Thanks to a joint effort by ARRL and the Vintage Radio and Communications Museum of Connecticut (VRCMCT), a classic Gates BC-1T AM broadcast transmitter will enjoy a second life on the Amateur Radio bands for occasional use under W1AW or under the ARRL Headquarters Operators Club call sign, W1INF. Spearheaded by broadcast engineer Dan Thomas, NC1J, VRCMCT volunteers restored the1-kW transmitter to operating condition, after obtaining it from the National Capital Radio and Television Museum in Bowie, Maryland. The VRCMCT will retain ownership of the transmitter, while the League houses, and maintains it on loan. The transmitter will be located in the ARRL Lab, and Assistant Lab Manager Bob Allison, WB1GCM, said the transmitter could be on the air as W1AW during such operating events as the AM Rally and the Heavy Metal Rally.
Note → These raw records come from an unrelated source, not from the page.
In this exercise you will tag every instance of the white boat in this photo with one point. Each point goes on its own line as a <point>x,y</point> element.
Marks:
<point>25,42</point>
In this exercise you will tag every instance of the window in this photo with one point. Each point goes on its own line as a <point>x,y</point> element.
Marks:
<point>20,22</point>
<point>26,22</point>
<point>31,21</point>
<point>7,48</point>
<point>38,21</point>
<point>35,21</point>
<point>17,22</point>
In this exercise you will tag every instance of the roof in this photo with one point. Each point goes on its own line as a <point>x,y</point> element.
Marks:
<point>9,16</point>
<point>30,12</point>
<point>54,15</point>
ARRL turned to AM guru and veteran broadcast engineer Tim “Timtron” Smith, WA1HLR, of Skowhegan, Maine, to handle shifting the BC-1T from 1340 kHz to the ham bands. Timtron not only has been an AM mainstay on 75 and 40 meters over the years, he’s engineered all manner of AM, FM, and HF broadcast transmitters in his extensive career. This combination of familiarity and experience made him a logical choice to handle the conversion to amateur use of the Gates BC-1T, which once transmitted country music from KPGE in Page, Arizona.
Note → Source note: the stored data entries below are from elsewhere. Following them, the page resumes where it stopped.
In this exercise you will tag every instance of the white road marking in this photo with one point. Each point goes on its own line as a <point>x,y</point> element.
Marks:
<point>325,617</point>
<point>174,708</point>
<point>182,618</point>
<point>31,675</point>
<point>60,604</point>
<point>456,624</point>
While a shift from the higher end of the Standard Broadcast Band to 160 meters alone might seem rudimentary, various stipulations added a level of complexity. First, the transmitter had to be modified as little as possible, retaining original components. That ruled out completely redesigning the circuitry. The 833 final amplifier tubes, better suited for broadcast-band use, would be retained as would the inductance-heavy tuning circuits. Another requirement — this one set by Smith — ambitiously called for the transmitter to function on 75 as well as on 160 meters.
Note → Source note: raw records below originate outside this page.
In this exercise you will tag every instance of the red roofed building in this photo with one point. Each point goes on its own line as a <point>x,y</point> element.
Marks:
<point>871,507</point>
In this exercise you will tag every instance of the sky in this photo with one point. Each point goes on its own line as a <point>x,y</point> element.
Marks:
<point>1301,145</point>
The plan was to accomplish the conversion in two phases, with the first to be completed in a few days and include basic crystal-controlled functionality on 160 and 75. The second phase will include adding remote control, relay band switching, and external RF drive for frequency agility, to be completed later.
Each RF stage was converted, starting with the Colpitts oscillator — which offered two octal tube sockets to hold broadcast crystals, and a selector switch. As most veteran radio amateurs may recall from their Novice license days, an octal socket will accommodate FT-243-case crystals; in this case, only minor rewiring was needed. More complicated was changing out feedback and loading capacitors in the oscillator stage, along with the buffer tank circuit. The driver tank circuit was next. Removing one-half of the windings on the multiple tank, changing some connections, shortening long leads on RF bypass capacitors, and modifying the neutralization circuit were necessary.
The output tuning circuit proved to be the easiest to convert; parallel capacitors that enabled broadcast-band operation were rewired in series to resonate on the amateur bands. A spare inductor, not required for higher frequencies, was repurposed in place as a dc safety shunt. The modulator just needed only minor changes. All was documented.
Initial tests conducted at 250 W on February 22 demonstrated the success of the modifications and marked completion of the first step toward a new lease on life for the BC-1T as ARRL’s flagship AM amateur band transmitter. “It took many volunteers and their resources to make this project come together,” Allison said. Eventually, visitors to ARRL Headquarters will be able to see the transmitter on the air and possibly use it, by advance request. Allison calls the BC-1T “The Ambassador.”
“It’s an ambassador for the AM mode, reaching out a friendly hand to radio amateurs old and new,” he said. — Thanks to Clark Burgard, N1BCG, and Bob Allison, WB1GCM.